Doing Things that “Do Scale”
It can be fun doing things that don’t scale in the early days of a product or business. Whether it’s testing product-market fit, marketing messaging or innovation options, teams can be creative as they fine tune their business model. For example, InsightSquared, a Boston-based revenue analytics company, launched in 2010 to help customers understand distributed and complex data sets. The initial “product” was merely a collection of custom-built Excel sheets. It worked as customers realized value from the reports. Today, they solve the same problem, yet through a SaaS delivery model with integration into external business systems.
I first caught wind of the “do things that don’t scale” philosophy through Paul Graham’s groundbreaking essay on starting out. I have to admit, I love reading about the tactics employed by very successful companies in their early going. I often think about Dropbox who launched their product with only a video and sign-up form on a website. Today? Well, as I write this article, I’ll eventually save it to Dropbox and then sync with my account and other devices…. Amazing.
Assuming you test well, and serve a few customers well, you’ll be faced with a new challenge: Serve more of the market. If you’re like me, you’ve heard this challenge as a “good problem to have”. It is, but that doesn’t mean it’s an easy problem to solve.
My team and I were fortunate to be in this scenario recently. We had launched an MVP last fall and by mid-winter had witnessed ever-growing demand for the product. Great, right? It was time to play ball. Where we had previously enjoyed the liberties of crafting/executing our business plan on the fly, now we had to build a robust foundation. How could we effectively build, market, sell and support a product for the masses?
There’s a lot that goes into scaling a business, much more than I can cover in one article. But I wanted to share five strategies that helped us transition from a start-up product to a brand.
Nothing custom. In the launch stage, companies pivot as customers define the solution to a specific problem. In the scaling stage, much is defined: the solution, the messaging, the process, the fulfillment. Knowing we’d have to scale our resources behind this scaling effort, we aimed to shoot down variability. As a rule, we asked that Sales not deviate from the core product offering. Our thinking was that even the slightest, tiniest, easiest change would require additional effort that we might not be able to support. Without fail, custom deals always seem to require more effort than was originally surmised. While it was hard to turn down customers who required customization, we stayed disciplined and it helped our team focus.

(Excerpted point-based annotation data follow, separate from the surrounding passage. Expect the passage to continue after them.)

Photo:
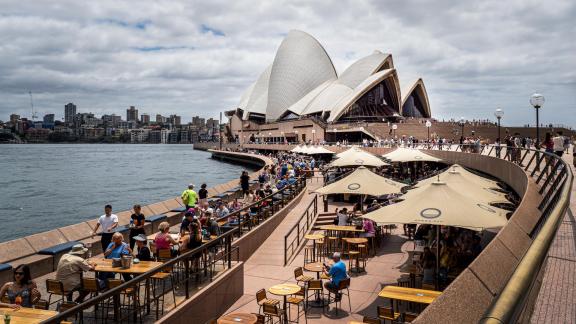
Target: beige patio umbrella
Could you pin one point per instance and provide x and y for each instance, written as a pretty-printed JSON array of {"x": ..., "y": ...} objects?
[
  {"x": 440, "y": 203},
  {"x": 297, "y": 149},
  {"x": 357, "y": 157},
  {"x": 318, "y": 150},
  {"x": 465, "y": 182},
  {"x": 402, "y": 154},
  {"x": 362, "y": 182}
]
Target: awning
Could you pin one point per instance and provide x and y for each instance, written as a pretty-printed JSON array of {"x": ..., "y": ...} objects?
[{"x": 363, "y": 182}]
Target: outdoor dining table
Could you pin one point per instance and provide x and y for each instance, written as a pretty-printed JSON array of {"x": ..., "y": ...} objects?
[
  {"x": 414, "y": 295},
  {"x": 284, "y": 290},
  {"x": 105, "y": 265},
  {"x": 314, "y": 237},
  {"x": 317, "y": 267},
  {"x": 356, "y": 241},
  {"x": 27, "y": 315},
  {"x": 234, "y": 318}
]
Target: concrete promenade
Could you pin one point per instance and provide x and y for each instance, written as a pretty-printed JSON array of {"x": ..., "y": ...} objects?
[
  {"x": 266, "y": 268},
  {"x": 556, "y": 302}
]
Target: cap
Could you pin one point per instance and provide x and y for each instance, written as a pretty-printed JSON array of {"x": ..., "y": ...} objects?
[
  {"x": 140, "y": 237},
  {"x": 78, "y": 249}
]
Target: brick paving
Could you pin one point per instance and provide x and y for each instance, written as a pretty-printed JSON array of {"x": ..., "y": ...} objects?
[
  {"x": 556, "y": 301},
  {"x": 266, "y": 268}
]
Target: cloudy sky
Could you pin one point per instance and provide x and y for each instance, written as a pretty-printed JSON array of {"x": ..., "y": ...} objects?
[{"x": 196, "y": 58}]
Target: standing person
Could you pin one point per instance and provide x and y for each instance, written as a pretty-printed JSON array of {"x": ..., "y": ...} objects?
[
  {"x": 70, "y": 269},
  {"x": 108, "y": 222},
  {"x": 137, "y": 222},
  {"x": 245, "y": 182},
  {"x": 189, "y": 197},
  {"x": 558, "y": 141},
  {"x": 143, "y": 252},
  {"x": 203, "y": 194},
  {"x": 22, "y": 292}
]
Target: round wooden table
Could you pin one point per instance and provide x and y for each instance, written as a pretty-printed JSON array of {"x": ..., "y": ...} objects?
[
  {"x": 314, "y": 237},
  {"x": 284, "y": 290},
  {"x": 356, "y": 241},
  {"x": 234, "y": 318}
]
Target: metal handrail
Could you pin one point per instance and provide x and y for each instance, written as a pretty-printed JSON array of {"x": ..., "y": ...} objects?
[{"x": 300, "y": 230}]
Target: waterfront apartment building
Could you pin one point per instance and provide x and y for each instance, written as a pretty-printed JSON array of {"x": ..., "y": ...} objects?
[
  {"x": 69, "y": 113},
  {"x": 14, "y": 118},
  {"x": 132, "y": 114}
]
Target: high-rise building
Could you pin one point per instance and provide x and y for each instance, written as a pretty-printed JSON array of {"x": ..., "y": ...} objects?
[
  {"x": 175, "y": 120},
  {"x": 200, "y": 122},
  {"x": 48, "y": 119},
  {"x": 69, "y": 113},
  {"x": 14, "y": 119},
  {"x": 132, "y": 114}
]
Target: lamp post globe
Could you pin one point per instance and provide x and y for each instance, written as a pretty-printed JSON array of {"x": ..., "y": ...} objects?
[
  {"x": 537, "y": 101},
  {"x": 428, "y": 125}
]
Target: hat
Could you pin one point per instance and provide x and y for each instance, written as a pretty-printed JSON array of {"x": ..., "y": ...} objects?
[
  {"x": 140, "y": 237},
  {"x": 78, "y": 249}
]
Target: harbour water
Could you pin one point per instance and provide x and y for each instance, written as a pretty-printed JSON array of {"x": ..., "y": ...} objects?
[{"x": 47, "y": 186}]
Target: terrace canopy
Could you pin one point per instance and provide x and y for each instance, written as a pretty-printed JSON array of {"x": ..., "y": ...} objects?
[
  {"x": 408, "y": 155},
  {"x": 363, "y": 182},
  {"x": 465, "y": 182},
  {"x": 357, "y": 157},
  {"x": 440, "y": 203}
]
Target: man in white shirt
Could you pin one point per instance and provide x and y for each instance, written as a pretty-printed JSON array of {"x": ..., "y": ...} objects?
[
  {"x": 108, "y": 222},
  {"x": 558, "y": 141}
]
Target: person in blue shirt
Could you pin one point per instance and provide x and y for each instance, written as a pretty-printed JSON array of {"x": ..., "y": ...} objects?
[
  {"x": 337, "y": 273},
  {"x": 116, "y": 249}
]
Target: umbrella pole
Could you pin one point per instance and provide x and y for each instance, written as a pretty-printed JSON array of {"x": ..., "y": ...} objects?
[{"x": 437, "y": 257}]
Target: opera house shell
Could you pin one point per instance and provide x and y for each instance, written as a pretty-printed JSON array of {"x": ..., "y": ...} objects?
[{"x": 302, "y": 81}]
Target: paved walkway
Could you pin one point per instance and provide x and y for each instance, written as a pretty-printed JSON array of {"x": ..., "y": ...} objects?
[
  {"x": 556, "y": 302},
  {"x": 265, "y": 268}
]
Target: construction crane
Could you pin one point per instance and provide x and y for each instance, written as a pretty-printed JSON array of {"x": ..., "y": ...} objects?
[{"x": 34, "y": 114}]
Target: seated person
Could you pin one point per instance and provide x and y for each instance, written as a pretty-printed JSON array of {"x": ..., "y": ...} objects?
[
  {"x": 188, "y": 218},
  {"x": 116, "y": 249},
  {"x": 213, "y": 227},
  {"x": 143, "y": 252},
  {"x": 336, "y": 272},
  {"x": 69, "y": 271},
  {"x": 163, "y": 240},
  {"x": 368, "y": 227},
  {"x": 22, "y": 292},
  {"x": 222, "y": 211}
]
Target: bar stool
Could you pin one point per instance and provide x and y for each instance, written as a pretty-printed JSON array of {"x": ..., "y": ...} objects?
[{"x": 308, "y": 254}]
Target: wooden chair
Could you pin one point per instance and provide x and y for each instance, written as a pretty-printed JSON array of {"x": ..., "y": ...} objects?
[
  {"x": 297, "y": 299},
  {"x": 262, "y": 299},
  {"x": 387, "y": 314},
  {"x": 342, "y": 285},
  {"x": 370, "y": 320},
  {"x": 55, "y": 287},
  {"x": 300, "y": 277},
  {"x": 271, "y": 311}
]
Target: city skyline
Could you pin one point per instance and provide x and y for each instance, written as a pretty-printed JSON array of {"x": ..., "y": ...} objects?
[{"x": 196, "y": 59}]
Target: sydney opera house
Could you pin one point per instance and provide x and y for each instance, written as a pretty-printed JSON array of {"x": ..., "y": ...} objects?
[{"x": 301, "y": 97}]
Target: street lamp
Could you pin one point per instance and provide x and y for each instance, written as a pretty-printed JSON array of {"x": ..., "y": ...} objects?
[
  {"x": 461, "y": 129},
  {"x": 313, "y": 136},
  {"x": 428, "y": 125},
  {"x": 537, "y": 101},
  {"x": 499, "y": 113}
]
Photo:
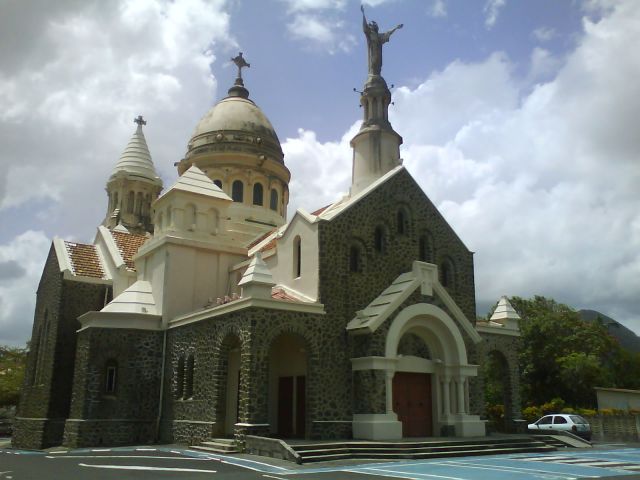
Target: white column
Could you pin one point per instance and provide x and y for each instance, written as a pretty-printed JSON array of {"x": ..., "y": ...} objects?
[
  {"x": 389, "y": 390},
  {"x": 467, "y": 408},
  {"x": 446, "y": 402},
  {"x": 461, "y": 396}
]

Rationalize the roadmap. As a self-proclaimed “product guy”, I live for building new features and capabilities for our customers. So it killed me (and the rest of the team) when we had to wipe out half of the new stuff on our roadmap to make way for tech debt, performance fixes and bugs we didn’t yet know about. We committed to providing customers the highest quality product and built padding into the roadmap for improvements we didn’t yet know of, but were farely confident were coming.
The right people in the right places. In the startup stage, we had generalists, a small army wearing multiple hats. In growth mode, we assigned specialists. For instance, we put one of our most technical support folks as our lead technical implementation specialist. In launch mode, it was our lead engineer doing this job … on top of his day job. So for our team, it was about identifying where we needed folks, identifying who we needed to fill those roles and then defining roles and responsibilities across the board. By the way, folks changed roles and not everyone enjoyed his/her new role. We made difficult decisions, but for the right reasons.
Build a true feedback loop. For the first six months of our product’s life, I could list off our customers by name and had personally interacted with many. In scale mode, speaking with each individual customer wouldn’t be feasible. Yet, we didn’t want to forego valuable feedback. Foreseeing a growing customer base, we implemented not one but two feedback mechanisms. One was an in-product feedback form for customers. The other was a CRM-enabled feedback tracking system for Sales, Support. Through each we could seek out participants for deep-dive interviews and quantify feature requests. Lastly, we made sure to publish back where we were on specific requests, thus providing full transparency around the feedback and completing the loop.
Live the customer journey. The most important principle we employed was to not sully our brand, company and product. We understood that the customer experience would be stress tested with more leads flowing into the system and customers engaging with our offerings. We documented our customer journey thoroughly, pinpointing potential gaps where’d we bolster our processes with people and/or technology. We aimed for consistent messaging and were downright obsessed about role playing. We wanted to experience what customers would feel as they progressed through their buyer/customer journey. We did this for various scenarios and customer segments.
One byproduct of the customer journey exercise? It promoted cross-functional collaboration. Much like our customer base, our team was growing. Bringing folks together to solve big business challenges resulted in a different process, but a different type of fun.